# Stats with the VicPD crime data

* Today we will explore the VicPD crime data file
* Load it into Python memory
* Start exploring some basic features of the data
* Apply some basic statistics

The <a href="https://vicpd.ca/crime-reports">Victoria Police Department Crime Statistics</a> page provides an excellet data resource.  You will want to click on the VicPD badge and then set the filter so that you see some crime data.  
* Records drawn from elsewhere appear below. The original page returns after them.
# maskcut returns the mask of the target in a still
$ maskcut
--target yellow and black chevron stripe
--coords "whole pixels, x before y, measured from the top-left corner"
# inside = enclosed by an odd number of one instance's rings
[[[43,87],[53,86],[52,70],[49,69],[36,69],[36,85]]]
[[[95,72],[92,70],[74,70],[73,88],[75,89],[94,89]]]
**EDIT** I have included my download of the VicPD crime stats in the course repo. 

In [None]:
import json as js
import pprint as pp

with open('../data/vic_crimereports.json') as data_file:    
    pdata = js.load(data_file)

In [None]:
print(pdata.keys())
#pp.pprint(pdata['meta'])
print("There are ",len(pdata['data']), " records.", sep='')

### Be careful!

This is a very large file.  As we saw in Monday's class a simple command like **print pdata['data']** resulted in your instructor's poor laptop freezing. 

In [None]:
for x in range(28):
    print(pdata['meta']['view']['columns'][x]['name'], " ", end='')
print('\n')
## decide what information to store, and how to store it. 
## we will use a namedtuple type, as it has a low memory profile
#print(len(pdata['data']),'\n')

## reverse-lookup for defining our reduced data set. 
RLU = dict([(pdata['meta']['view']['columns'][x]['name'], x) for x in range(28)])
#print(RLU, '\n')

keepFields = ['latitude', 'longitude', 'incident_type_primary', 'case_number', 'incident_datetime',\
             'address_1', 'created_at', 'updated_at', 'parent_incident_type']

for x in keepFields:
    print(x, " ", pdata['data'][0][RLU[x]], " ", sep='')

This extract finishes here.